Tuesday, 24 May 2016

components - What exactly gets "worn out" and damaged by heat?


It's quite common knowledge that heat is bad for electronics. That constantly high temperature decreases the expected lifetime of computer parts even if they are not overheating per se.



If, for example, there's dust insulating a component in a PC, "cutting it off" from the usual airflow. What is it that experiences higher "wear" on higher temperatures? I've seen liquid capacitors mentioned as parts failing faster the higher their operating temperture is, because of pressure building and resulting leaking. Is that correct? But surely, there are many things else? Could you name some?



Answer



There are really two different types of temperature stress, cyclying and sustained heat.


Just about any part is susceptible to failure from large number of temperature cycles. Each different type of material in a part expands and contracts at different rates. Of course packages are designed to accomodate this, and materials are chosen or specifically formulated for common thermal expansion responses, but stresses occur nonetheless. Eventually those stresses being applied back and forth enough times will break something.

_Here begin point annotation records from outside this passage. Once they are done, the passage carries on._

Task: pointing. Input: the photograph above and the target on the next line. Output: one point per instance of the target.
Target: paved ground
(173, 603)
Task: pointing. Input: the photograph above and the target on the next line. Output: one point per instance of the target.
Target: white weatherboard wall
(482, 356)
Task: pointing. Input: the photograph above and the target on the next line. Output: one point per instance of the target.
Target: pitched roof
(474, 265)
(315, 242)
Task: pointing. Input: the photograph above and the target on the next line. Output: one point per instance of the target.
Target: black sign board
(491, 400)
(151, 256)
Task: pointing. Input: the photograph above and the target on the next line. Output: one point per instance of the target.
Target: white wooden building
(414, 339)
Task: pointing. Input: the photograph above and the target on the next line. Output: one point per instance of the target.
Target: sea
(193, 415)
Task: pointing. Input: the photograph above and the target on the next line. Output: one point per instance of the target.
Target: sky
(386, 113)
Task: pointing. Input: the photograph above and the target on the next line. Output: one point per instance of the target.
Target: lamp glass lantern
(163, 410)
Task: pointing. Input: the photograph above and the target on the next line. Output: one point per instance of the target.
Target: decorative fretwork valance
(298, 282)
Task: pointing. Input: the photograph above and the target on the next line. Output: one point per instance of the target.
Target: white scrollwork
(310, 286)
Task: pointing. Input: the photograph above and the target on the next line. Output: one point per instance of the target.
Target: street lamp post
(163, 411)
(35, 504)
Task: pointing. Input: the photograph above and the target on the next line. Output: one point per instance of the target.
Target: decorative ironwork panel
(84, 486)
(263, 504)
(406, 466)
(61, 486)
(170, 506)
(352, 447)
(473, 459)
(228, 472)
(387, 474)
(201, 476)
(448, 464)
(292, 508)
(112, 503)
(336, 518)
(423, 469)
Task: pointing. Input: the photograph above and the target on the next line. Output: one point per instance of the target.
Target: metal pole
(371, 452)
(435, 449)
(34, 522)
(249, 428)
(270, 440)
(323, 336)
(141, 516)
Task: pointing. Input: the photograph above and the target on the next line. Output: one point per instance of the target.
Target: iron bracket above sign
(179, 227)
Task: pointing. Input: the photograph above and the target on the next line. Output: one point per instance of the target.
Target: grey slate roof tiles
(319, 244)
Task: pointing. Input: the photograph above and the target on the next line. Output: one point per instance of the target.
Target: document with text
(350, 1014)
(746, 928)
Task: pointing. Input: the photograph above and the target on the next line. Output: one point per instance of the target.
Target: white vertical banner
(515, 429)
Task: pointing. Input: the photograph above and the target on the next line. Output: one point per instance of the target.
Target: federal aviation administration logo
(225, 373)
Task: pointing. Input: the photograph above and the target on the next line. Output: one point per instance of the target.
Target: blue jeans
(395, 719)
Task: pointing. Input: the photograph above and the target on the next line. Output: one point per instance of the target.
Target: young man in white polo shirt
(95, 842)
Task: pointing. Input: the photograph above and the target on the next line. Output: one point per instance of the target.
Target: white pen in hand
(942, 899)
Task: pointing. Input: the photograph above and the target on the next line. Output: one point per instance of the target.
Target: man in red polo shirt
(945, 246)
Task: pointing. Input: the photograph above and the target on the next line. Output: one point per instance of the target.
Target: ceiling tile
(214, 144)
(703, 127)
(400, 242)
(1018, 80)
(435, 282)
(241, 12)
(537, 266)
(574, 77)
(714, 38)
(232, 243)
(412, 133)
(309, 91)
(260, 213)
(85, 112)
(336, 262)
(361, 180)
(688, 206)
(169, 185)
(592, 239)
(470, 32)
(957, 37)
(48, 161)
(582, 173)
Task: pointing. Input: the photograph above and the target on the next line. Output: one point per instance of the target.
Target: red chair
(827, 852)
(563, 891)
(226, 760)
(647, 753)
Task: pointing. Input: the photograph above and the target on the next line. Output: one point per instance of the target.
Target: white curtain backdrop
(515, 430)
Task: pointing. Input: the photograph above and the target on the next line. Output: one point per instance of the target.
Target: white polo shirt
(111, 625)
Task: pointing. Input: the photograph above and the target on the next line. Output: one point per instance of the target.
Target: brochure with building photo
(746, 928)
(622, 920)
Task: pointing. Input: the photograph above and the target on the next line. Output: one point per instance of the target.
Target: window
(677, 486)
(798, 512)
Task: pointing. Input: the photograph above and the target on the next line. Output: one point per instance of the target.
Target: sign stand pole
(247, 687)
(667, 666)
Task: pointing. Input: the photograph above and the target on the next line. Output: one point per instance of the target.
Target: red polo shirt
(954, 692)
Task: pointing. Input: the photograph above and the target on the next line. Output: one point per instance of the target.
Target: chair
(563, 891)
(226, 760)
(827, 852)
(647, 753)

Sustained heat is different. Silicon stops being a semiconductor, and silicon transistors therefore stop working, at around 150°C. Heating a IC to that temperature won't directly hurt it, other than it won't work as intended. However, that "not working as intended" could include excessive currents, which then cause more heat. Eventually something melts and the part is irreversibly damaged. Some chips, like modern processors, have such high density that failing to get rid of the heat for even a few seconds from the die can cause something to melt. Consider the size of a high end processor die compared to the end of a soldering iron, and then consider that there can be 10s of Watts dumped into the die, and that the soldering iron gets to solder-melting temperatures at that same power level. Getting rid of heat is a major issue with such chips. That is why they come with integrated heat sinks and fans nowadays. Take off the heat sink and fan, and your processor is toast in short order. Or, it shuts itself down to protect itself. Either way, your PC isn't going to run.


Electrolytic capacitors are different from most other electronic components in that they inherently go bad over time. Heat accelerates this. Running a electrolytic cap at 100°C, even without cycling, will degrade it much more rapidly than at 50°C.